I met Matt (Mr Consistent) Doherty in the soup aisle of one of the posher supermarkets in Wolves about 5ish years back.

And what a lovely chap. We spoke in length about soups. We didn’t. We didn’t get round to discussing soups in our conversation. Which was a shame. I like soup.

No, thankfully, we kept things on topic and top of the bill was Matt’s switch to left back under Kenny Jackett, which Matt had discussed with his dad, who agreed that it would help Matt’s development.

I met him again a couple of seasons ago when I joined my friends from the Maltese Wolves fan club to hand over their player of the season to him (below – my baldy head is the second from the right).  Frustratingly, I still didn’t get to chat about soup.

Fast forward to post-Leicester; a tremendous but ultimately unrewarding team performance and it was a little hard to read some of the vitriol aimed in Doc’s direction on social media.

Matt has been one of our most consistent performers for many a campaign; winning player of the season back in 2016 and grabbing third in the voting last time around.  And yet.  And yet.

Along with Bonatini, Doc came in for a mountain of moaning on social media after his rather awkward display, where he missed a sitter, scored a worldy own-goal and got absolutely clattered by Vardy.

Some fans have short memories.  Matt is a fine player and I don’t think his place is seriously under any threat. I mean who have we got who could step in anyway?

One bad swallow doesn’t make a summer or some kind of idiom. Anyway, Matt is fine, leave him alone.

It’s been two games. Two games where we have a point, where arguably we could have had bagged all six.

My big(ish) worry at the moment,  is that we are getting chances in front of goal but who is going to chuck them in the onion bag?

Bonatini works his socks off but I wasn’t convinced by him last season and he doesn’t look like the solution this time around either.

On the other hand. Jimenez looks like the real deal. So with Wolves chasing the game on Saturday, it seemed a little perplexing that Nuno would take off Costa & Jota and bring on Adama & Bonatini, only for Bonatini to become the focal point of the attack.

Once this team attunes to the Premier League way, then I’m sure we have goals all across the pitch, akin to last season when Bonatini’s goals ran dry in the second half of the campaign and other players, like Jota, scored aplenty.

And although I still don’t think Silva was the answer to our goal-scoring woes, (he did however bag a hat-trick on his Sevilla debut), in hindsight, I think bringing in another out and out forward would have be beneficial.

Perhaps we will all panic over a striker to come in the next transfer window, mirroring last season, only for Nuno to prove us all wrong and for the club to finish in a healthy league position.

The undoubted positive takeaway from the Leicester defeat was Adama Traoré’s cameo appearance.

Wow.

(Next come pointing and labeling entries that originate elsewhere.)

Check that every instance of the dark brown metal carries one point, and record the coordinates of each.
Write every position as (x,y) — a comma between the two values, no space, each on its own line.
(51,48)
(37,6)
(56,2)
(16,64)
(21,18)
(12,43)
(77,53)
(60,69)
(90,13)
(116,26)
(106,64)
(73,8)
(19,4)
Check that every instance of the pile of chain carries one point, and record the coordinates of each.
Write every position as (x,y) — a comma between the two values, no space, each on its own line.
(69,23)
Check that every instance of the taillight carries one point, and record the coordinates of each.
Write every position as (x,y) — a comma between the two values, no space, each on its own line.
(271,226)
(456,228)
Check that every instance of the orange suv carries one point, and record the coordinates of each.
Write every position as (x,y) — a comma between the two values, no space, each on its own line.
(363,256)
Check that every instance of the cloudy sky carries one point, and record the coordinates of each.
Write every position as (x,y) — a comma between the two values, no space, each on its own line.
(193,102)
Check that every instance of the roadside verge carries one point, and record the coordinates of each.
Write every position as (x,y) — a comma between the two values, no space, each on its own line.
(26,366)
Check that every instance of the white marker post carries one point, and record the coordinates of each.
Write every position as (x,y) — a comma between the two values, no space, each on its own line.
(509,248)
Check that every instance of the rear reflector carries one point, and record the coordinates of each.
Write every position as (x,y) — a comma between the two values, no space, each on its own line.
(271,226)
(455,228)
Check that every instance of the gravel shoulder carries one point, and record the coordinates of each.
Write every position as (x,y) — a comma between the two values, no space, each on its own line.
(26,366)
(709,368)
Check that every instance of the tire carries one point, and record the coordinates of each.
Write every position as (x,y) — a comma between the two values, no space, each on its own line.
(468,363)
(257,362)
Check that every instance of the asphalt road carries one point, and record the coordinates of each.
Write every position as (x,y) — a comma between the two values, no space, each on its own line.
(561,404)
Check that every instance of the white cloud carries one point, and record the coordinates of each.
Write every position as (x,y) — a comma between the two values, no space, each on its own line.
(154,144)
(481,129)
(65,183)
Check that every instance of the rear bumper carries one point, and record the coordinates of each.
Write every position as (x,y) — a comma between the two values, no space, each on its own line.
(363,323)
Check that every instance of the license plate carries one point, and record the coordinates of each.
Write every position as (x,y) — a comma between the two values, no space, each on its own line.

He was running past players like they weren’t there and that turn of pace will frighten any defence in this league. He is a unit. A fast unit. A unit that is direct and powerful.  Did I mention he is a unit?

He is likely to start against City, who blew away a Huddersfield team in about second gear.

We haven’t got Clipboard Connor in charge for the meeting on Saturday, so I’m not expecting that we will roll over and have our collective bellies tickled, as we did in 2012.

These are the challenges we shouldn’t fear. These matches are the reason we wanted to mix it with the big boys again.

We could also get our first glimpse of the talented Leander Dendoncker, who is likely to be on the bench for the toughest home challenge of the season.

Bring it on. Under Mick’s three seasons in the Prem, we beat a lot of the bigger teams, including Man City back in 2010.

So who knows? Difficult yes, impossible no.